Parallelizing pipeline runs on HPC systems¶
This guide shows how to parallelize pipeline runs on HPC systems that use job schedulers supported by Nipoppy.
Currently, we have built-in support for the Slurm and SGE job schedulers. However, it is possible to manually add another job scheduler.
Important
Although the default template job script is designed to work with minimal user configuration, each HPC system is different, and some may require different/additional parameters to be set. See the Further customization section for how deeper configuration can be achieved.
If the default Slurm/SGE configurations do not work for you, please consider opening an issue on our GitHub repository so that we can improve our HPC support.
Configuring main HPC options¶
Global settings¶
The default global configuration file has two HPC-related fields that should be updated as needed:
1{
2 "SUBSTITUTIONS": {
3 "_comment": "Self-references like NIPOPPY_DPATH_CONTAINERS are resolved from the layout at runtime, making them layout-aware",
4 "[[NIPOPPY_DPATH_CONTAINERS]]": "[[NIPOPPY_DPATH_CONTAINERS]]",
5 "[[HPC_ACCOUNT_NAME]]": ""
6 },
7 "DICOM_DIR_PARTICIPANT_FIRST": true,
8 "CONTAINER_CONFIG": {
9 "COMMAND": "apptainer",
10 "ARGS": [
11 "--cleanenv"
12 ],
13 "ENV_VARS": {
14 "PYTHONUNBUFFERED": "1"
15 }
16 },
17 "HPC_PREAMBLE": [
18 "# (These lines can all be removed if not using HPC functionality.)",
19 "# ========== Activate Python environment ==========",
20 "# Here we need the command to activate your Python environment in an ",
21 "# HPC job, for example:",
22 "# - venv: source <PATH_TO_VENV>/bin/activate",
23 "# - conda: source ~/.bashrc; conda activate <ENV_NAME>",
24 "# ========== Set environment variables ==========",
25 "export PYTHONUNBUFFERED=1"
26 ],
27 "PIPELINE_VARIABLES": {
28 "BIDSIFICATION": {},
29 "PROCESSING": {},
30 "EXTRACTION": {}
31 },
32 "CUSTOM": {}
33}
HPC_PREAMBLE¶
HPC_PREAMBLE is a list of Bash commands that should executed at the beginning of every job.

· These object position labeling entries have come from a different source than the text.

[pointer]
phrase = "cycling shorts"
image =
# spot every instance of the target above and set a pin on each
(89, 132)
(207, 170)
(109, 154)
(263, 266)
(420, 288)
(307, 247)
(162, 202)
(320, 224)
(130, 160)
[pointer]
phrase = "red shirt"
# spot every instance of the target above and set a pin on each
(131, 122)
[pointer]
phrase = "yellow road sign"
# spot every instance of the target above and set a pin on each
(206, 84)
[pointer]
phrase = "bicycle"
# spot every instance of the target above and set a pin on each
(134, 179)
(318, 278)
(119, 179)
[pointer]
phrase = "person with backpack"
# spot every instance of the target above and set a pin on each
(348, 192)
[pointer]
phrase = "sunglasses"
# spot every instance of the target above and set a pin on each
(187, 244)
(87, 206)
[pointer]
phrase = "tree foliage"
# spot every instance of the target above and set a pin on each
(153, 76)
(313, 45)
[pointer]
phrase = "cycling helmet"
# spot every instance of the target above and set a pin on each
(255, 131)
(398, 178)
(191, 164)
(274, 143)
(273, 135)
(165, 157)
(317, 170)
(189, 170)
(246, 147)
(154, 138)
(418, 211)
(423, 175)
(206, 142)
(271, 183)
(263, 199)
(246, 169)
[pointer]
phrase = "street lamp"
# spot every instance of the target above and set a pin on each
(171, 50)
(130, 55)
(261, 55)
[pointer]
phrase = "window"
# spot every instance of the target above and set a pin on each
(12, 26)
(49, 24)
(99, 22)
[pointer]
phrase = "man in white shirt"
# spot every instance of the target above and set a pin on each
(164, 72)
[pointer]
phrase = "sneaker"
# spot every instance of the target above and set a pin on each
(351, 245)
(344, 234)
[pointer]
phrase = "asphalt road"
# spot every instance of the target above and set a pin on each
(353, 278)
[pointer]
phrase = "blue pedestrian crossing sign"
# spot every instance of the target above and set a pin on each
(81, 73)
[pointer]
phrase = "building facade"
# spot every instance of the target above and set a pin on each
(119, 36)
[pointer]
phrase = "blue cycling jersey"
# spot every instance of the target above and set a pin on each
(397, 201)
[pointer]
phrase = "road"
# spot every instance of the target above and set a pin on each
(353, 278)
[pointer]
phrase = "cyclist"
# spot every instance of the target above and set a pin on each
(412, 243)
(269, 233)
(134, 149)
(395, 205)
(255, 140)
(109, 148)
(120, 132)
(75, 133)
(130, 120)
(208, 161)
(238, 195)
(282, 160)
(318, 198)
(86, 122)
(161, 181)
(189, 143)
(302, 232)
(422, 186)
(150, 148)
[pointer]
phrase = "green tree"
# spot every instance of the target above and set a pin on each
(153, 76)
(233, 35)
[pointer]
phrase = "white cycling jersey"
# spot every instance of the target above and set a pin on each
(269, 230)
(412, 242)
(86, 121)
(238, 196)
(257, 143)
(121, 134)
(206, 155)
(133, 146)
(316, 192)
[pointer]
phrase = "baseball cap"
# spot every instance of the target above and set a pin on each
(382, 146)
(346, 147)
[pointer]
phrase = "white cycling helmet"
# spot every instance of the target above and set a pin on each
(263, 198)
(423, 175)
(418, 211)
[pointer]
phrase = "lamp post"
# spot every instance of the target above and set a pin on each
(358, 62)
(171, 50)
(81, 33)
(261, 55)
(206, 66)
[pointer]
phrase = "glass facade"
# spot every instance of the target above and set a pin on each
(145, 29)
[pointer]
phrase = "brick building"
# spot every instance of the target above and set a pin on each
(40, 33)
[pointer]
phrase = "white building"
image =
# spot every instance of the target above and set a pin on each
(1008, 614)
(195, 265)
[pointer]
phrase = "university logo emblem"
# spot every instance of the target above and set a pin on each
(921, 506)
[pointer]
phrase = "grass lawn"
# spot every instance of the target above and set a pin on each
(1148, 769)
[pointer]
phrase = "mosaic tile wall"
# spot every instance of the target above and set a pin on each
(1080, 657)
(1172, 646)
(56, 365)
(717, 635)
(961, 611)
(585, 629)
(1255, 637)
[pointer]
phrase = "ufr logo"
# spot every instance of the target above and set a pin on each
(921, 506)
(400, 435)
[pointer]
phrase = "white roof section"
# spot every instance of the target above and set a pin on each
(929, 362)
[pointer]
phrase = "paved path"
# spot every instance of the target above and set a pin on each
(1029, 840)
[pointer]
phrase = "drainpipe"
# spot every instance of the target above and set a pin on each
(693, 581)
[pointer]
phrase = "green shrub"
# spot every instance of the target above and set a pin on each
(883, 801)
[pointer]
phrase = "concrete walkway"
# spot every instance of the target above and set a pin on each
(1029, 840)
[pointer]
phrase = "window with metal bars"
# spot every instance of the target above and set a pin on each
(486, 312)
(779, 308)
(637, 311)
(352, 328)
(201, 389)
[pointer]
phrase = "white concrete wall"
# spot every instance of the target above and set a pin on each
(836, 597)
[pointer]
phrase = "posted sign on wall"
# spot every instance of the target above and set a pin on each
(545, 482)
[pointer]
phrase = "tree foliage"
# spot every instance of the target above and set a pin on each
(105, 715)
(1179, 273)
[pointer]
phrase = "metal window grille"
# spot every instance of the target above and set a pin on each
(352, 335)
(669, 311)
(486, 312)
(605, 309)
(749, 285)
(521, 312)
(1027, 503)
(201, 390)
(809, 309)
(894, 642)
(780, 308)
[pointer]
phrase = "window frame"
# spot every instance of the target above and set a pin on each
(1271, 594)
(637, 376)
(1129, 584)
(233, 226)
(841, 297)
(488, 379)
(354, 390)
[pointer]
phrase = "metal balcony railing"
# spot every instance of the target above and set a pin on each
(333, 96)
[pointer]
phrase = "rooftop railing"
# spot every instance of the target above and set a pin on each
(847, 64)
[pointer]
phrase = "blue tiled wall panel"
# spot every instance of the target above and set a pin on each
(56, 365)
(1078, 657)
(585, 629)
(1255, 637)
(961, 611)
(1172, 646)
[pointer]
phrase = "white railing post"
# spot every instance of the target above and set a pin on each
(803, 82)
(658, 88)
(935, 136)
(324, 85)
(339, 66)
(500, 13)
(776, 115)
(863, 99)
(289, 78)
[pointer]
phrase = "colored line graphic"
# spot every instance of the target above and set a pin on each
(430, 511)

Importantly, there should be a command for activating the Nipoppy Python environment.
[[HPC_ACCOUNT_NAME]]¶
The value for the [[HPC_ACCOUNT_NAME]] field in the SUBSTITUTIONS dictionary should be set to the account name/ID the job will be associated with.
By default this will be passed as --account-name in Slurm systems and -q in SGE systems during job submission.
This can be left blank if these options are not needed.
Attention
If your HPC system needs flags other than --account-name or -q need to be set, you will have to modify the template job submission script: see the Further customization section for more information.
Pipeline-specific settings¶
Job time limit and CPU and memory requests can be configured separately for each pipeline via the HPC config file.
Look for this file inside the pipeline config directory at <NIPOPPY_PROJECT_ROOT>/pipelines/<PIPELINE_TYPE>/<PIPELINE_NAME>/<PIPELINE_VERSION> – it is most likely called hpc.json or hpc_config.json (see the pipeline’s config.json file for the exact name)
The HPC config file should look similar to this:
1{
2 "ACCOUNT": "[[HPC_ACCOUNT_NAME]]",
3 "TIME": "1:00:00",
4 "CORES": "1",
5 "MEMORY": "16G",
6 "ARRAY_CONCURRENCY_LIMIT": ""
7}
If the pipeline config directory has no HPC config file
You can create an HPC config file manually by copying the content above into a new file called (for example) hpc.json.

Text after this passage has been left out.